O Brasil tem uma legislação avançada para assegurar diretos a presidiárias e seus filhos. A Lei nº 11.942, de 2009, estabelece a convivência entre mãe e criança do nascimento aos 6 anos. Prevê ainda berçários e creches nos presídios femininos para atendimento adequado ao crescimento dos menores. Mas, na prática, é diferente. Bem ao jeito brasileiro, o que há atrás das grades é um arremedo de assistência. Uma colcha de retalhos costurada pela direção dos presídios, que tem o poder de determinar o tempo de convivência entre mães e filhos, de acordo com as condições do deteriorado sistema carcerário brasileiro. Em Brasília, a criança é retirada da prisão aos seis meses; em Curitiba, é possível que ela fique até os seis anos. Em Minas, elas deixam o cárcere aos dois e, no Pará, ao nascer.
A falta de estrutura para a infância nas penitenciárias femininas suscita o debate sobre a necessidade de revisão da atual legislação. A promotora mineira Vanessa Fusco Nogueira Simões, que elaborou um estudo sobre o tema, quer encaminhar ao Ministério de Justiça projeto de lei que exija autorização judicial para a permanência da criança nas cadeias, a instalação de berçário e creche, e a redução da idade de acompanhamento. Na mesma tecla, bate o promotor José Antônio Borges Pereira, que exerceu o cargo na Promotoria da Infância e da Juventude e foi autor de um habeas corpus que retirou 30 mulheres e seus filhos das celas insalubres da Penitenciária Feminina Ana Maria do Couto May, em Várzea Grande, na Região Metropolitana de Cuiabá. “A Constituição garante liberdade às crianças”, resume José Antônio.
Pressa
No Centro de Referência à Gestante Privada de Liberdade, em Vespasiano, Região Metropolitana de Belo Horizonte, Lúcia*, 32 anos, não consegue disfarçar a revolta ao ver a filha de 2 meses na prisão. Mãe de outros nove filhos, oito vivos, ela está de volta ao centro depois de desrespeitar as normas da prisão albergue. Ela foi presa em 2009 por tráfico de drogas, depois de assumir os “negócios” tocados pelo marido, detido um ano antes. Estava condenada a cinco anos de prisão, dos quais cumpriu um ano e dois meses, até conseguir o benefício. Perdeu a cabeça na rua e o direito às saídas durante o dia. Foi reconduzida à cadeia em 20 de outubro com a filha. “Estou buscando força em Bianca* para mudar de vida. Meus outros filhos estão com a minha mãe, em Itajubá (sul de Minas, a 448km da capital). Gostaria que Bianca também fosse para lá, mas não há condição financeira.”
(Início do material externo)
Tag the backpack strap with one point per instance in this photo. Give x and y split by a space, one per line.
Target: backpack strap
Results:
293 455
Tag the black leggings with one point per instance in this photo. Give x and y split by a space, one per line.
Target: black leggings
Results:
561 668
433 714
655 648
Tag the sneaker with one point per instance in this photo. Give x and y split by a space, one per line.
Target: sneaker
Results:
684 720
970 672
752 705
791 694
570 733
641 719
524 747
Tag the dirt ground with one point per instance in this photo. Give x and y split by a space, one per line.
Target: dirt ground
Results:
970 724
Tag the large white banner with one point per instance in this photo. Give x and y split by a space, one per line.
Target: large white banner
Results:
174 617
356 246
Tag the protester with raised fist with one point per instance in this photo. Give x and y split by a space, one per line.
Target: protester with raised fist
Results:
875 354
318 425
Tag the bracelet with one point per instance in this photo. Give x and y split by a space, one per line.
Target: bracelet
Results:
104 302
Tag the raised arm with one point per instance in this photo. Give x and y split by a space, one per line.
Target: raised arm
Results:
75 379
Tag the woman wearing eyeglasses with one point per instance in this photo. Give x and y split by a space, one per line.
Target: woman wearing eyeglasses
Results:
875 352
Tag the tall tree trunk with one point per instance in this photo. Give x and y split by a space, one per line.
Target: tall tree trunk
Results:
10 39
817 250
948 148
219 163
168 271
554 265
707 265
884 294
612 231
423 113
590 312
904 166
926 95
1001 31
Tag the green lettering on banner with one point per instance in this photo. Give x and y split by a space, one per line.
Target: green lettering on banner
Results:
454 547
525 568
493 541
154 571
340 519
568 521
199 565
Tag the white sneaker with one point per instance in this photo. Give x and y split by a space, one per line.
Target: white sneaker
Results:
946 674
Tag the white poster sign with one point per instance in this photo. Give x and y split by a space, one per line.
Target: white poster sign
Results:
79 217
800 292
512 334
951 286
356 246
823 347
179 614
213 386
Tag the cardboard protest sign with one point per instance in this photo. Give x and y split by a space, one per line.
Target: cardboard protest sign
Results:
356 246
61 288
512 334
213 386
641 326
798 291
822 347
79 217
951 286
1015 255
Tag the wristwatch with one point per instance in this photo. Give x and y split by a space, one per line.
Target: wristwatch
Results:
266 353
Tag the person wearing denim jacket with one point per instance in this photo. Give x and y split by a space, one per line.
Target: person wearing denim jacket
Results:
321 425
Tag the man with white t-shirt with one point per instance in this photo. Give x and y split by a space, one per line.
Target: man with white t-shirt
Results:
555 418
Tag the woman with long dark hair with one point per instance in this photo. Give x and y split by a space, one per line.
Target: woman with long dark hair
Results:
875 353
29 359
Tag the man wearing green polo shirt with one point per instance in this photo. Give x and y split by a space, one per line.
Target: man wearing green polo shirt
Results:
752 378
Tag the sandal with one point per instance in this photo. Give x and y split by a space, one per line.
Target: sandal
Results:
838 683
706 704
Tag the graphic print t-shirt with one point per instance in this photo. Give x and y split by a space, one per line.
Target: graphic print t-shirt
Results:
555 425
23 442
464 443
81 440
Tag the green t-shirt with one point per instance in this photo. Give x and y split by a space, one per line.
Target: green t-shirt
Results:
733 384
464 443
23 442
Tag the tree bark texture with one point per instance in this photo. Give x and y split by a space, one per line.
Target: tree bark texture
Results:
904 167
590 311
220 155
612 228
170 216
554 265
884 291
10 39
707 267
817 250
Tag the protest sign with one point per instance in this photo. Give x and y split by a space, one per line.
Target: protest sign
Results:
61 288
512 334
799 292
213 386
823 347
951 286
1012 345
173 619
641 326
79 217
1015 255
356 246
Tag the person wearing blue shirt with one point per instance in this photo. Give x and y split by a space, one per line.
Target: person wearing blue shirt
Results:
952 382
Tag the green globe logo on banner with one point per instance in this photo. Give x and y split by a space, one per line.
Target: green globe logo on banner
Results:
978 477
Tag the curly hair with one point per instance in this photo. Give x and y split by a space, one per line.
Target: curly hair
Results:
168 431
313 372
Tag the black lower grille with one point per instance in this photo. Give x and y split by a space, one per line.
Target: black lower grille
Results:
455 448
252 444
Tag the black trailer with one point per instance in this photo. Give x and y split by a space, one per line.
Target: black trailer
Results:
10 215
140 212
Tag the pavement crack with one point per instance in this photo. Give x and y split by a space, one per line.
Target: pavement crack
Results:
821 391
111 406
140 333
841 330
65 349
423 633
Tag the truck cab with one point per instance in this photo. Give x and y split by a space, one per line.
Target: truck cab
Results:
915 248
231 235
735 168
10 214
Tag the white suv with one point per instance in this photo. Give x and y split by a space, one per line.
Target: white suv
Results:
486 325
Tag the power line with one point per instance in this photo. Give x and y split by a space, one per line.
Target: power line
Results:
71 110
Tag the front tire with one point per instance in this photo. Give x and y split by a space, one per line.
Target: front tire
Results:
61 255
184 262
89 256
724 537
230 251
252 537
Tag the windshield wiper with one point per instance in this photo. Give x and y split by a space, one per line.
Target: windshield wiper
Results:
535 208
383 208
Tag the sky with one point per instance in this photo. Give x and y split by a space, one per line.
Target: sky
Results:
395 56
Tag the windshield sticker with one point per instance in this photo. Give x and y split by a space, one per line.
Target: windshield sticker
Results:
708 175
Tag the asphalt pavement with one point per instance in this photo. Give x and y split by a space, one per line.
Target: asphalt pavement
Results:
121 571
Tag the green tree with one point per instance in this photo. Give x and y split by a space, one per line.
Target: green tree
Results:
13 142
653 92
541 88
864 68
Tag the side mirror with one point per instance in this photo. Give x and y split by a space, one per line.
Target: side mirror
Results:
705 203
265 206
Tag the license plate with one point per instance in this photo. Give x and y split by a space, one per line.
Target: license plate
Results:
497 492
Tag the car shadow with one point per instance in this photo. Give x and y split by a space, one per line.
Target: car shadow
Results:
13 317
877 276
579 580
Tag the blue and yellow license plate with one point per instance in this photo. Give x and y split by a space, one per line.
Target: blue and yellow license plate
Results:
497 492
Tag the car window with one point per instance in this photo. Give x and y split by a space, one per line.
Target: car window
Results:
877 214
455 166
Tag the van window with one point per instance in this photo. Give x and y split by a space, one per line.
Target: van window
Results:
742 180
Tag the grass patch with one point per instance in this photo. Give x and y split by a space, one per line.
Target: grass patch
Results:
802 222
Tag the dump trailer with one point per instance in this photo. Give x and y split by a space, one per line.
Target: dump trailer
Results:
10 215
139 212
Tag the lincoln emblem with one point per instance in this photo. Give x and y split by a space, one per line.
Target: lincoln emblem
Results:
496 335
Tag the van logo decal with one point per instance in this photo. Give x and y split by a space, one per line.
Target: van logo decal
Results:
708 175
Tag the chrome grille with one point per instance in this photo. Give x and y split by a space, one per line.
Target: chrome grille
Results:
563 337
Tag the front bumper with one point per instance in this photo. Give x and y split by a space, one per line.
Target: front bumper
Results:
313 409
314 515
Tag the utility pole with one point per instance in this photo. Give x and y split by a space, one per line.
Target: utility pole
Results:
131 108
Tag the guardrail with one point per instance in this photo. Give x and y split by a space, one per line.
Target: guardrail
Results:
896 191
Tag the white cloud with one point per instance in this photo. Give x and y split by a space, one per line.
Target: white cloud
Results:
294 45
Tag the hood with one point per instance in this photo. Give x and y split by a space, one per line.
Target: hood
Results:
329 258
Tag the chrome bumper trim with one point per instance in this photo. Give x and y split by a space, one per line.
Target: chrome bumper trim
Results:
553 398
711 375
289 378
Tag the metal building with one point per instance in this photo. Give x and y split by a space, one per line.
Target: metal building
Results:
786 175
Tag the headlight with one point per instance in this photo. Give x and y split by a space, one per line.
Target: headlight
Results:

Há uma razão em Lúcia para a pressa em se separar da filha: que a criança tenha a menor recordação possível da falta de liberdade. “Vou tentar explicar a ela o que é certo e errado, mas não vou esconder que passou por essa experiência ruim.” Lúcia está aproveitando o tempo no presídio para concluir o 1º ano do ensino fundamental. Na aula de matemática, enquanto faz anotações no caderno, mantém no antebraço a filha, que dorme como anjo, indiferente às angústias da mãe. Para a detenta, o único sonho é retomar a liberdade e conseguir emprego. “Dinheiro não importa mais. Meu marido já cumpriu pena e trabalha como pintor.”
Exclusão
Soraia*, 28, condenada a três anos e quatro meses de prisão e mãe de um bebê de 5 meses, é taxativa: “Isso aqui não é lugar para criança. É como se estivessem presas”, afirma, apesar da boa estrutura do centro. E usa o cotidiano para expressar a dureza da exclusão de seu filho do mundo: “Imagine uma criança que nunca viu um bicho, um cachorro, que nunca conviveu com um homem! Não deveria existir esse lugar”. Ela tem ainda outro filho, de 5 anos, que vive também sem o pai, condenado a sete anos de prisão por tráfico de drogas. Lúcia e Soraia fazem parte de uma população de 69 mulheres abrigadas no Centro de Referência à Gestante Privada de Liberdade, nove delas gestantes. Ali, dividem o tempo entre as aulas, as oficinas de trabalho e as tarefas domésticas. Elas são responsáveis por lavar a roupa dos bebês e usam o tempo livre nos banhos de sol. Para melhorar a qualidade de vida das crianças, a direção evita o alojamento. Só não consegue mesmo evitar a falta de liberdade. Os muros altos, com equipamentos de segurança, e as guardas fardadas, de coletes à prova de balas, lembram que ali é lugar de cumprimento de pena em regime fechado. (MCP)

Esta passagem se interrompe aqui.